I’ve been noticing this trend…

On the one hand, it seems, corporations feel they can use our personal information for whatever purpose. For example, Facebook declares that privacy is so passé, and why should anything stand in the way of them selling us stuff? And insurance company decide they can run credit checks on their clients, and raise their house insurance rates accordingly—without any prior consent.

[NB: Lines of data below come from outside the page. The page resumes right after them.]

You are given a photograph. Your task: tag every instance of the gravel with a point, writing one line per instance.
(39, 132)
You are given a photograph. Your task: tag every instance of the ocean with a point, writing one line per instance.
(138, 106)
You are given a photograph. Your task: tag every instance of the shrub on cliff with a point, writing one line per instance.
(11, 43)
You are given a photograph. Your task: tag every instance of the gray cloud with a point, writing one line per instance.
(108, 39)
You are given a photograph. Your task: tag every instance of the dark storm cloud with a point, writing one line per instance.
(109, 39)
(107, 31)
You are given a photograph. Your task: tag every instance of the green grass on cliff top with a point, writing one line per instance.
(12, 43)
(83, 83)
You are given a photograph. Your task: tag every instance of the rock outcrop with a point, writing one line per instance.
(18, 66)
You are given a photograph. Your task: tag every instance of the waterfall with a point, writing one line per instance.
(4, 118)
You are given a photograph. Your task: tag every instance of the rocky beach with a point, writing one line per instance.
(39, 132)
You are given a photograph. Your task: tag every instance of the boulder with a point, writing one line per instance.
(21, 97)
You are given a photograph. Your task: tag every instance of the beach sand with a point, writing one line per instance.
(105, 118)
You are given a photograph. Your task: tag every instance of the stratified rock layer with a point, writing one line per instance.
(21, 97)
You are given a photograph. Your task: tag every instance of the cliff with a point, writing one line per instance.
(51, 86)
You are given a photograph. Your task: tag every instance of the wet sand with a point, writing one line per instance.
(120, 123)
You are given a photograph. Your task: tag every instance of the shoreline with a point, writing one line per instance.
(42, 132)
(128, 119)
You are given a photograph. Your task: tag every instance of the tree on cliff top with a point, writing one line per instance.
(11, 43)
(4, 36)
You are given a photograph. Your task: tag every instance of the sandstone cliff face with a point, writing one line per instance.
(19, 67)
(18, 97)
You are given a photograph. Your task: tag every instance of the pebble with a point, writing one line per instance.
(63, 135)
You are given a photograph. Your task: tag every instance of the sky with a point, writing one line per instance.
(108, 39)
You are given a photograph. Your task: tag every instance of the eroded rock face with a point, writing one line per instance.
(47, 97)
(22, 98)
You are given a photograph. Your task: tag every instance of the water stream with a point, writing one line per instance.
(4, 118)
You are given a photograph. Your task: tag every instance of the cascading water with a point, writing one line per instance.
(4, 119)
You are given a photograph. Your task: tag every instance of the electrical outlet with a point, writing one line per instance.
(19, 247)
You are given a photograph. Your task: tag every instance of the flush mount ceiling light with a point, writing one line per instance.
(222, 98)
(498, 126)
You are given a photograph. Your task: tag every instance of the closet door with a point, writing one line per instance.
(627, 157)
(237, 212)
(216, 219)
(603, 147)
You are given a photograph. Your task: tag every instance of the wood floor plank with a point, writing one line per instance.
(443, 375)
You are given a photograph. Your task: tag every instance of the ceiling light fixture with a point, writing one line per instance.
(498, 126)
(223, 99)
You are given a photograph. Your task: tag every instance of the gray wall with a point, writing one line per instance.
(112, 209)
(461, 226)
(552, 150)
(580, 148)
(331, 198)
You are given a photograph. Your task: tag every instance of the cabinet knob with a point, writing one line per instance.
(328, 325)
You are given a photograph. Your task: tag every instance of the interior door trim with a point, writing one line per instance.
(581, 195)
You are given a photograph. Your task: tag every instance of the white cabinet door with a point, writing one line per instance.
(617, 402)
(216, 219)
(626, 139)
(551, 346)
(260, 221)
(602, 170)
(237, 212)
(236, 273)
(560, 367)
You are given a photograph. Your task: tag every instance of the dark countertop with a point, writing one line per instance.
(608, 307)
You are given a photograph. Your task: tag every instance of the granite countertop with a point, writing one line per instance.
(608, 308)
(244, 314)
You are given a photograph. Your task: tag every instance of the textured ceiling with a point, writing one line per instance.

On the other hand, governments and related agencies have to be fought tooth and nail to release information in the public interest:

  • The Conservatives would not release files on Afghan detainees to members of Parliament, our representatives, until ordered to do so by the house speaker.
  • All media coverage of court appearances related to Victoria (Tori) Stafford’s murder trial has been banned. (Apparently, even commenting on stories about the ban has been banned. So don’t comment on the ban here, please. I guess.)
  • Though ordered to disclose the files on Ashley Smith, the young woman who killed herself as guards at the correctional institute watched, Corrections Canada has refused, saying they will appeal. In this case, note that Ashley Smith herself first requested her own files, and was supposed to get them within 30 days. Corrections gave themselves a 30-day extension from that, but didn’t meet that deadline, either. 123 days after the request, Ashley Smith died.

So corporations can use our personal information however they see fit, but we are not allowed to know what is being done in our name by our politicians, military, courts, and corrections.

Seems like someone should get upset about this, or something.